— Это часто бывает. Еще бы! Удалось же такому кровопийце, как Яго, помните в „Отелло“ у Шекспира? — притворяться защитником правды и чести.
Похожий на актера капельдинер Вартан всегда говорил как на сцене. Он служил при театре смолоду и на своем веку перевидал такое великое множество пьес, что ему было нетрудно припомнить, сколько там выведено лукавых злодеев, скрывающихся под масками честнейших людей.
Да и мне вдруг ни с того ни с сего припомнился матерый разбойник Джон Сильвер из „Острова сокровищ“ Стивенсона, злой и коварный пират, искусно притворявшийся перед своими хозяевами, что он служит им верой и правдой.
Глава двадцать пятая
Суд
Воротился я домой только к ужину. Мама уже знала от Маланки, что Циндилиндер и его жена арестованы.
— Подумать только, какие они хитрецы! — сказал я, присаживаясь на кухне к столу. — Притворялись такими святошами, а мы, дураки, им поверили.
Мама помолчала немного и сказала медленно, тихо, без всякой запальчивости, словно взвешивая каждое слово:
— Как ты себе хочешь, а я и сейчас все такая же дура.

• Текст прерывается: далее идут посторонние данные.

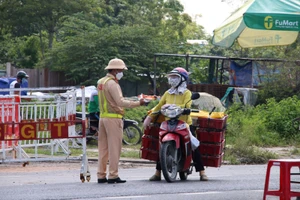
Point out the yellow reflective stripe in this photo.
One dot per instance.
(103, 111)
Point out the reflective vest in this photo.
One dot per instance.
(103, 102)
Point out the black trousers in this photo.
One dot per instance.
(196, 156)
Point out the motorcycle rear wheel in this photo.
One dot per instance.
(168, 161)
(132, 135)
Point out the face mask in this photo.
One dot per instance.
(119, 75)
(24, 81)
(174, 81)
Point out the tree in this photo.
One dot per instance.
(32, 17)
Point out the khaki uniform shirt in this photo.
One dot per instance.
(114, 97)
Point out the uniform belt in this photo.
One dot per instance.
(111, 115)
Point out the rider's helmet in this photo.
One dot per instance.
(116, 64)
(22, 74)
(180, 71)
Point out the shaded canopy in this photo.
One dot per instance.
(260, 23)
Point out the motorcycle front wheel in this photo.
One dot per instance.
(132, 135)
(169, 164)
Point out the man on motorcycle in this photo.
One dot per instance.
(178, 94)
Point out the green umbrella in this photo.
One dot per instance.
(260, 23)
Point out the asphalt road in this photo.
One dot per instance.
(60, 180)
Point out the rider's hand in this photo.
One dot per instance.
(147, 122)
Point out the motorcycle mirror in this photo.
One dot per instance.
(195, 95)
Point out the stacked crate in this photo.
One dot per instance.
(211, 134)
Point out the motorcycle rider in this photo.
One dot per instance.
(178, 94)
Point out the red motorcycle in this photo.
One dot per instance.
(174, 143)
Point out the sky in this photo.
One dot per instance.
(213, 12)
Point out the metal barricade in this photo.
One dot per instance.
(36, 128)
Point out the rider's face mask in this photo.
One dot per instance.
(119, 75)
(174, 81)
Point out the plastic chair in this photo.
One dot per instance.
(284, 191)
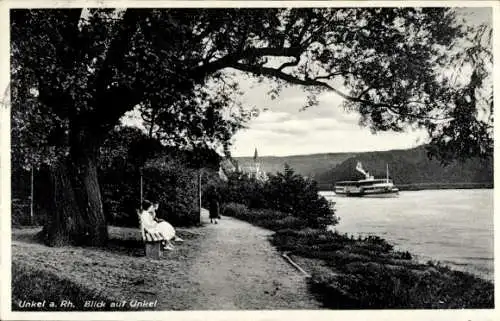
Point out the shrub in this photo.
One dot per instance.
(270, 219)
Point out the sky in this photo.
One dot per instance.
(284, 130)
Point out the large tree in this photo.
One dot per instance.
(75, 73)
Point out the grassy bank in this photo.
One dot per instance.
(367, 272)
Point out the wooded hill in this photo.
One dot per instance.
(407, 166)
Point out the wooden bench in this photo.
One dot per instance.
(152, 241)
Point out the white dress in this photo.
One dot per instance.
(166, 230)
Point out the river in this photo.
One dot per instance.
(454, 227)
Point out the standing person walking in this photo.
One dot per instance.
(213, 206)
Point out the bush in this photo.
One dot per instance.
(368, 273)
(164, 180)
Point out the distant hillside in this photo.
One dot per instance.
(307, 165)
(407, 166)
(411, 166)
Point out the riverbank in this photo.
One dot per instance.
(366, 272)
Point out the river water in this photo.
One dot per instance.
(454, 227)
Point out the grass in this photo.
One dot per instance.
(114, 274)
(353, 273)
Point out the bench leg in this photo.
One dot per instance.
(153, 250)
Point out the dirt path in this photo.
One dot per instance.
(226, 266)
(237, 268)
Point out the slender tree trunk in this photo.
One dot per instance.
(75, 207)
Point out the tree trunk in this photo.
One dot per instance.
(75, 206)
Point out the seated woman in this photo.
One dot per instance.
(156, 225)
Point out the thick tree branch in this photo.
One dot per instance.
(272, 72)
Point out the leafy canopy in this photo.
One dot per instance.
(79, 71)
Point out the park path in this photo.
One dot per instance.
(237, 268)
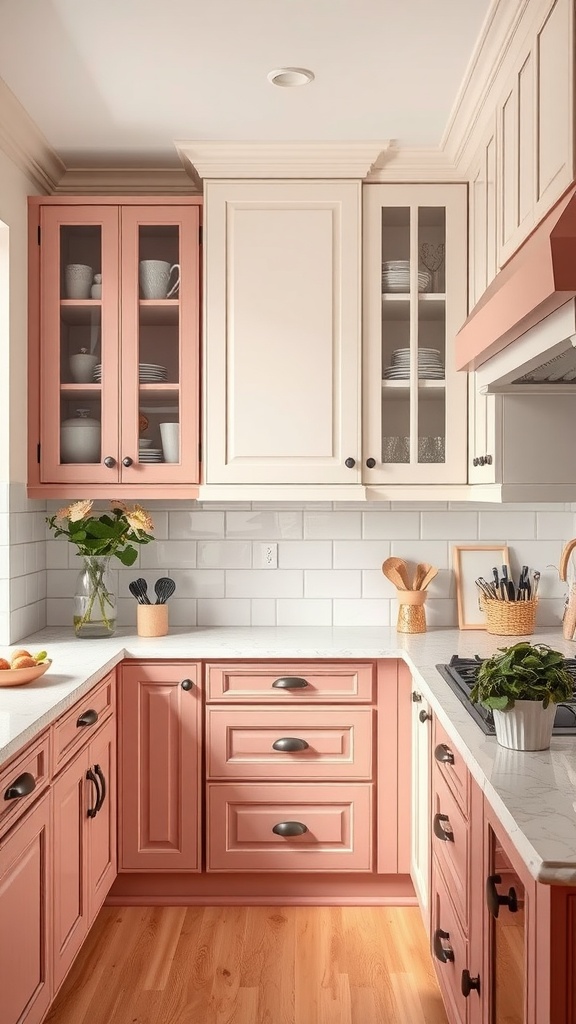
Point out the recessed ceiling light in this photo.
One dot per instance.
(290, 77)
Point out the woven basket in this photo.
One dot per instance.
(510, 619)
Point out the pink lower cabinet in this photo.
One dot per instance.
(25, 918)
(84, 837)
(273, 827)
(160, 766)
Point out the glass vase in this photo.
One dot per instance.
(94, 601)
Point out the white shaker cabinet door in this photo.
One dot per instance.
(282, 332)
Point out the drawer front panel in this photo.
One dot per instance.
(451, 765)
(452, 853)
(240, 742)
(14, 777)
(337, 821)
(295, 681)
(449, 949)
(93, 709)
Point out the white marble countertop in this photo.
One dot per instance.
(533, 794)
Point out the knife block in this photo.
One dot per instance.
(411, 613)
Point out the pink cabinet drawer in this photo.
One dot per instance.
(449, 949)
(311, 742)
(296, 681)
(451, 765)
(78, 724)
(332, 826)
(450, 845)
(23, 779)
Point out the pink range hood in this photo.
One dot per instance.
(537, 280)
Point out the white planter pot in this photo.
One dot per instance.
(527, 726)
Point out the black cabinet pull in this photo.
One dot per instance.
(290, 683)
(444, 755)
(444, 953)
(446, 835)
(290, 744)
(288, 828)
(468, 983)
(22, 785)
(495, 900)
(92, 811)
(89, 717)
(101, 797)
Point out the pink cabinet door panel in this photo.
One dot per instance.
(26, 919)
(160, 768)
(450, 842)
(317, 681)
(450, 951)
(322, 827)
(311, 742)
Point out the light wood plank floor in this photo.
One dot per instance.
(252, 966)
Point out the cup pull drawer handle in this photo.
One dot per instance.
(290, 744)
(22, 785)
(290, 683)
(288, 828)
(445, 834)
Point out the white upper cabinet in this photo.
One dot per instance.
(414, 272)
(282, 333)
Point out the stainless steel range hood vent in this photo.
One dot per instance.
(543, 359)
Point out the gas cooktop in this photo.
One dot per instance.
(460, 675)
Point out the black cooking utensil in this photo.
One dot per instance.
(164, 589)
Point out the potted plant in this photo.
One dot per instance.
(522, 685)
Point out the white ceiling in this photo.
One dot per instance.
(119, 81)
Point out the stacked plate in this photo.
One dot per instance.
(430, 366)
(396, 276)
(150, 373)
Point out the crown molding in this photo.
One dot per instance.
(25, 144)
(125, 180)
(280, 160)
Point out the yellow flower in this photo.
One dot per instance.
(76, 511)
(138, 519)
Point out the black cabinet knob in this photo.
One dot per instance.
(444, 755)
(89, 717)
(22, 785)
(290, 744)
(495, 900)
(468, 983)
(288, 828)
(290, 683)
(444, 953)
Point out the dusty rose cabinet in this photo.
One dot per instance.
(114, 345)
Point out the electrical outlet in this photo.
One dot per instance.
(264, 556)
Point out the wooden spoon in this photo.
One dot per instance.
(396, 570)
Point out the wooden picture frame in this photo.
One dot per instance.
(469, 562)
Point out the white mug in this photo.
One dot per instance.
(155, 279)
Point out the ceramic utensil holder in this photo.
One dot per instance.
(411, 613)
(152, 620)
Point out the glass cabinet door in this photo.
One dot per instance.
(159, 404)
(416, 294)
(80, 344)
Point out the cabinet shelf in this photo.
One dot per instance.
(396, 305)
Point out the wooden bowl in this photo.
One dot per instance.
(16, 677)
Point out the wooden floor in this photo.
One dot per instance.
(252, 966)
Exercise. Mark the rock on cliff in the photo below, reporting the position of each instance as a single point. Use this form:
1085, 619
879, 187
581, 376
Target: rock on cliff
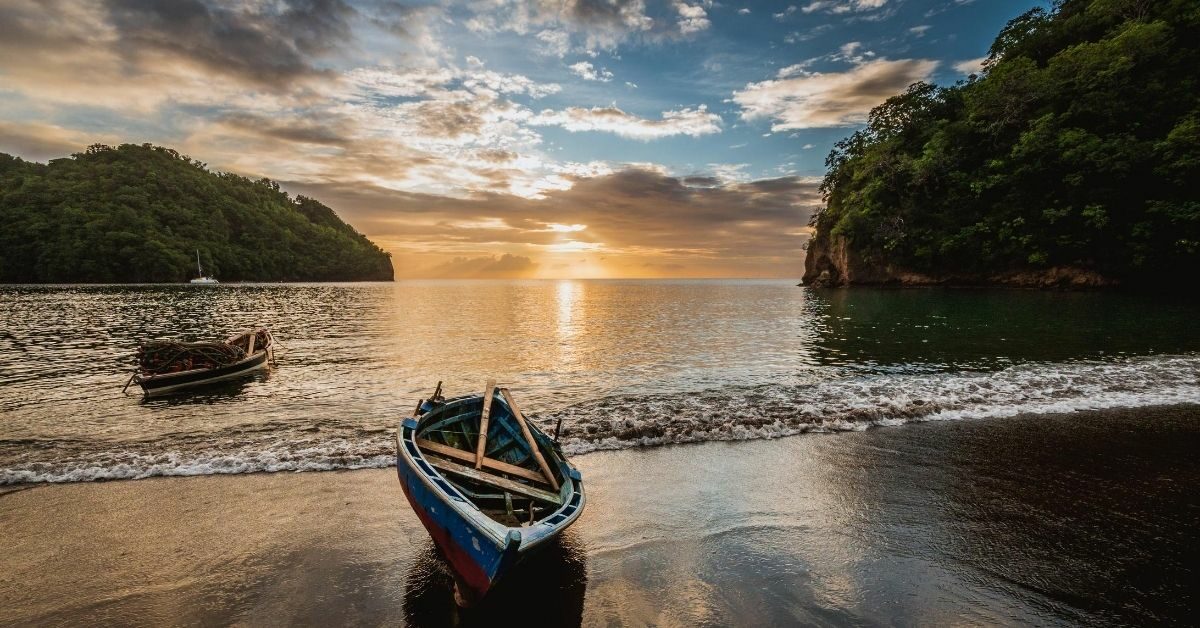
833, 262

Верю, что они оба невиновны, и Циля и он.
— Какая ты странная! — сказала Маруся своим рассудительным и укоризненным голосом, не допускающим никаких возражений. — Подумай сама: разве нашли бы у тебя, например, и зонтик, и шкатулку… и другие вещи мадам Чикуановой, если бы ты не похитила их. Ведь это абсолютно прямые улики, и сомневаться никак невозможно.
— Не знаю, что такое абсолютно прямые улики, — ответила мама все так же медлительно, — но знаю, что Циндилиндер — не вор.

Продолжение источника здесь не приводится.